DR. MCHUGH: A couple of points. I thought that eventually we did come around to a certain kind of agreement that we are evolving towards anyway, a system where there will be coverage for everyone for a certain minimum, that it will probably come out of some form of insurance with Dr. Carson that that insurance might be given in costs that have incentives, one way or the other.
That is, the poor will be given support for their insurance, so it will be portable, and the more wealthy who can afford it — if they are doing things to maintain their health, will have things taken away from them, and it may cost less. And your idea that — Zeke, that ultimately there is a kind of system that you can buy for — the things for yourself and thus produce a two-tier system.
I just want to come back to this idea that there is going to be some kind of revolution in this. It seems to me that the health care system in America has been evolutionary and not revolutionary, and with some great advantages to that — that conferences like this turn up and we argue and try to find out things that we could solve just today and see if that won't allow us to live a little bit longer, and there are advantages.

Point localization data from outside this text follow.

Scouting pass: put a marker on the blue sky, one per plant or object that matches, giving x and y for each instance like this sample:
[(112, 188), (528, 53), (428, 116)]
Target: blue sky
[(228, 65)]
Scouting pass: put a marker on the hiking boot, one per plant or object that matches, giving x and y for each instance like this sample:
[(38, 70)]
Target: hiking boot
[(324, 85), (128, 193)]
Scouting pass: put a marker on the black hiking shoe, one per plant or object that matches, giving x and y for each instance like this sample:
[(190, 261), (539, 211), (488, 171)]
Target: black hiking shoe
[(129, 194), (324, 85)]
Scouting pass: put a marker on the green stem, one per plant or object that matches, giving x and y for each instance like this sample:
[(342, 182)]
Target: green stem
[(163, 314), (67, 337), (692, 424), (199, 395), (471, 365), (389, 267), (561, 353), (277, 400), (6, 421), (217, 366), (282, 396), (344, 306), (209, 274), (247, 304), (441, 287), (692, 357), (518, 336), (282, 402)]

I am very interested in what works elsewhere, of course, and what fails elsewhere. I think most of the social experiments east of the English Channel have been a failure since 1789, so I'm —
— I'm quite sure that you can find plenty of things that are failures over there. Most of the people in this room do — are here because somebody was wise enough to get in a boat and get out of it.
Come over here.
So I just wonder if, in the end result, we haven't really kind of agreed that we are going to work towards a two-tier system, given what we are, we're going to have insurance that works and we're going to have catastrophic insurance that presumably, in my opinion, with Dan will work with government support and will evolve and will continue to evolve, and we'll learn in that way how to be even better than we are today and make this point.
Is that correct?
PARTICIPANT: I don't agree.
CHAIRMAN PELLEGRINO: I think we'll call it a draw at this point.
Thank you for a very vigorous discussion, all of your — the Council and the panel members. We thank all of you for being here. We'll be here tomorrow afternoon. No, we'll be here tomorrow morning at 8:30.
(Whereupon, at 5:27 p.m., the proceedings in the foregoing matter were concluded.)